To determine whether the extent of leukoaraiosis, a composite marker of baseline brain integrity, differed between patients with TIA with diffusion-weighted imaging (DWI) evidence of infarction (transient symptoms with infarction [TSI]) and patients with ischemic stroke.


Leukoaraiosis volume on MRI was quantified in a consecutive series of 153 TSI and 354 ischemic stroke patients with comparable infarct volumes on DWI. We explored the relationship between leukoaraiosis volume and clinical phenotype (TIA or ischemic stroke) using a logistic regression model.
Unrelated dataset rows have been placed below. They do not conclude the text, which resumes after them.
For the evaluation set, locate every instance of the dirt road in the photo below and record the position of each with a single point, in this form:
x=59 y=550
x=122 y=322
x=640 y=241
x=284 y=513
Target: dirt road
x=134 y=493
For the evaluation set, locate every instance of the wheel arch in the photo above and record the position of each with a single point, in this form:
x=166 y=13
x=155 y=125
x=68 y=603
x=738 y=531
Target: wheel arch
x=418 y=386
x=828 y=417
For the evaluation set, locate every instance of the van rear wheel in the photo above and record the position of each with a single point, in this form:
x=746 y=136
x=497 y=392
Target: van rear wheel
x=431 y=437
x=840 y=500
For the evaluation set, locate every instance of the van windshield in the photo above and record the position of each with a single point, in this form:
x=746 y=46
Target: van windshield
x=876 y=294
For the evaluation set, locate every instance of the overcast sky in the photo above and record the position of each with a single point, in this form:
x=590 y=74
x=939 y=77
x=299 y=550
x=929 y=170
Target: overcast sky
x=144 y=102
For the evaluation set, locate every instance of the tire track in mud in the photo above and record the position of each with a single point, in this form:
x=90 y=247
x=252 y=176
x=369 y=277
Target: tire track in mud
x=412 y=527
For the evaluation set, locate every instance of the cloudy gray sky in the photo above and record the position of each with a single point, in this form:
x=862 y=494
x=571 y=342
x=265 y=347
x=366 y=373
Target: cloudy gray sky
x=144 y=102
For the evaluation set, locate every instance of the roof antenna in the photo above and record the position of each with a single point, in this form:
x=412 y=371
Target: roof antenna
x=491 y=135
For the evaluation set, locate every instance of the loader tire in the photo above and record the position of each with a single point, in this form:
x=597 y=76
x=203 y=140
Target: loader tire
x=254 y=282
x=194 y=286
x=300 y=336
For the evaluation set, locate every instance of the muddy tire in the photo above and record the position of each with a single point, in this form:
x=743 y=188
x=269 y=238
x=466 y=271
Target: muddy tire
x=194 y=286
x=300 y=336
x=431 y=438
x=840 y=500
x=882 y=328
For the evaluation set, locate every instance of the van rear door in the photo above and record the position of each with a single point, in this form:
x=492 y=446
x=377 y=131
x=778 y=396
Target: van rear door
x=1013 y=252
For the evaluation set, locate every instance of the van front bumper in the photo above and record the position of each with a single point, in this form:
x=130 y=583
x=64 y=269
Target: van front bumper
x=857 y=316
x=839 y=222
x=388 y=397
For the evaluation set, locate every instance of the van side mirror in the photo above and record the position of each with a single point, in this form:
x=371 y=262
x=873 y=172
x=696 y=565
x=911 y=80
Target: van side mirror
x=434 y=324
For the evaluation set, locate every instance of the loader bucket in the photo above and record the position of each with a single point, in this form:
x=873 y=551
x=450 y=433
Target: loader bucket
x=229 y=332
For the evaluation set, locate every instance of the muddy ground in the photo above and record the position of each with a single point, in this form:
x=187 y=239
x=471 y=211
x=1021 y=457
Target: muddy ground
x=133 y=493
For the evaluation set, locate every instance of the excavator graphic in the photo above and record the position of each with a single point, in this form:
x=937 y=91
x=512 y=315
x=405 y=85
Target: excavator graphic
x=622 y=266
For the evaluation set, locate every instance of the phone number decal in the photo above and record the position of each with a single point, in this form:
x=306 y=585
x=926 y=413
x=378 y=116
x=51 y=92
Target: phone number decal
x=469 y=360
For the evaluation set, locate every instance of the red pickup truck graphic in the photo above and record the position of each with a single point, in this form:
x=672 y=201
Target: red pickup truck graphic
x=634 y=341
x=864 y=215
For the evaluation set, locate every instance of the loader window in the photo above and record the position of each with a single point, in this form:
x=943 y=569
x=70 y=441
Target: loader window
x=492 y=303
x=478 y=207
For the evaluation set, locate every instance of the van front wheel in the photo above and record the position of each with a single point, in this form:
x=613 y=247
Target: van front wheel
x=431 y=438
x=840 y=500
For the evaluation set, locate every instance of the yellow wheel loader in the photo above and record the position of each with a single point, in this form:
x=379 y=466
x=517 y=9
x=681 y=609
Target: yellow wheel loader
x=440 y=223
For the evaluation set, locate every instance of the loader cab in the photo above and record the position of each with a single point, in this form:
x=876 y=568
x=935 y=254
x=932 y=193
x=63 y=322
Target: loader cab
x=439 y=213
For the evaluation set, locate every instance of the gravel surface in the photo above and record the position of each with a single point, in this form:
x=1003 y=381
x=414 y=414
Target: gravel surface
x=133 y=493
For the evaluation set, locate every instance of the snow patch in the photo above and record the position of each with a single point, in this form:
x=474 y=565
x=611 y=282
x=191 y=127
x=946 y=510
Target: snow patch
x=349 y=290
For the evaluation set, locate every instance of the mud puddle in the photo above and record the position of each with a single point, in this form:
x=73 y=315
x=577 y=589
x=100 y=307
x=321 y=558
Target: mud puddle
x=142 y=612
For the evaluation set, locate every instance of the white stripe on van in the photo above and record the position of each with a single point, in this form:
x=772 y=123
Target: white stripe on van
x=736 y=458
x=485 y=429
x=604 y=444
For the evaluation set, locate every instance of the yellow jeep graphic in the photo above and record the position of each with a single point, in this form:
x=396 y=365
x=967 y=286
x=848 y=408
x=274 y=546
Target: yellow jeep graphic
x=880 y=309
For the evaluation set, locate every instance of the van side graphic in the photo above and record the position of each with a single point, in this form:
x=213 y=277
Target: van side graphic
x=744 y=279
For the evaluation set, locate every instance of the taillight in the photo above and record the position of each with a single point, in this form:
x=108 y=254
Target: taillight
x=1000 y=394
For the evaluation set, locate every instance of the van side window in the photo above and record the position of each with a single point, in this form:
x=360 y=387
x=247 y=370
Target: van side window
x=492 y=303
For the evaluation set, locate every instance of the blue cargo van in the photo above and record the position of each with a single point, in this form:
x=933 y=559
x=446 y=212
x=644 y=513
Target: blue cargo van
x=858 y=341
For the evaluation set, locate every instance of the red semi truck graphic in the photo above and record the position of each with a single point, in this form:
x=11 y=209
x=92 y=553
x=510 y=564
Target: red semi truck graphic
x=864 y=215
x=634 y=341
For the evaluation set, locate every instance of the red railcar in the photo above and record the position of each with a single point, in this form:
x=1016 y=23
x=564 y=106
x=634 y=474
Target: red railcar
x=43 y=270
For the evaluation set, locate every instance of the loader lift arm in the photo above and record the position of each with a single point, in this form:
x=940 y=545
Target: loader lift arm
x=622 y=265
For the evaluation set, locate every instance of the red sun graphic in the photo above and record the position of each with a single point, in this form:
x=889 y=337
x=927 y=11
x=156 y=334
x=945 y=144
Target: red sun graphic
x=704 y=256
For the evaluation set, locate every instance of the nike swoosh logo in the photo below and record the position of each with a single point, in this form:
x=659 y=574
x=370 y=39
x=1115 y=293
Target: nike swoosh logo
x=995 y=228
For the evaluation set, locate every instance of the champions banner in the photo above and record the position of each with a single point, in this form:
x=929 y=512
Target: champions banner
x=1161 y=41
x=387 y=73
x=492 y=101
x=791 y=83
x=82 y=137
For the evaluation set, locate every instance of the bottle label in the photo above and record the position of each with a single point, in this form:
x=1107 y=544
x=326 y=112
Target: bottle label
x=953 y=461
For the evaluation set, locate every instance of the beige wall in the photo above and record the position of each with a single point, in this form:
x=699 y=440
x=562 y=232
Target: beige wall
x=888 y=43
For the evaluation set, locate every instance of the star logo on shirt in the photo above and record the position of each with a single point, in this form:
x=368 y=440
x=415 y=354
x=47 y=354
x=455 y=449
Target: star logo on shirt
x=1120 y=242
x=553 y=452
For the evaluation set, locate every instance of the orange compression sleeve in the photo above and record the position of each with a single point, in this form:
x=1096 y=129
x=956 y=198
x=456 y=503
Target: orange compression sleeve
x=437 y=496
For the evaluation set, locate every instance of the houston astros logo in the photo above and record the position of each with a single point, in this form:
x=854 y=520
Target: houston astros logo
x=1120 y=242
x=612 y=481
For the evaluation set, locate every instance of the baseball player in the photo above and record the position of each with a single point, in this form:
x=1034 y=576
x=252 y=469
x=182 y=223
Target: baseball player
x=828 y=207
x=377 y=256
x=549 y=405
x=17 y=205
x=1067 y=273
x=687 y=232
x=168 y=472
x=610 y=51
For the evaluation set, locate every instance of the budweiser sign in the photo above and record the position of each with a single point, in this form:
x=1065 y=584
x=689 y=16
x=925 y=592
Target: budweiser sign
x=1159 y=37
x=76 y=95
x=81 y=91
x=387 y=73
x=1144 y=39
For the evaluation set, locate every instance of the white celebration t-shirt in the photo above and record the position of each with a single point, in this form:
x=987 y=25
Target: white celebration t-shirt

Patients with TSI tended to be younger (median age 66 vs 69 years, p = 0.062) and had smaller median normalized leukoaraiosis volume (1.2 mL, interquartile range [IQR] 0.2-4.7 mL vs 3.5 mL, IQR 1.2-8.6 mL, p < 0.001). In multivariable analysis controlling for age, stroke risk factors, etiologic stroke mechanism, infarct volume, and infarct location, increasing leukoaraiosis volume remained associated with ischemic stroke (odds ratio 1.05 per mL, 95%confidence interval 1.02-1.09, p = 0.004), along with infarct volume and infarct location.


The probability of ischemic stroke rather than TSI increases with increasing leukoaraiosis volume, independent of infarct size and location. Our findings support the concept that the integrity of white matter tracts connecting different parts of the brain could contribute to whether or not patients develop TSI or ischemic stroke in an event of brain infarction.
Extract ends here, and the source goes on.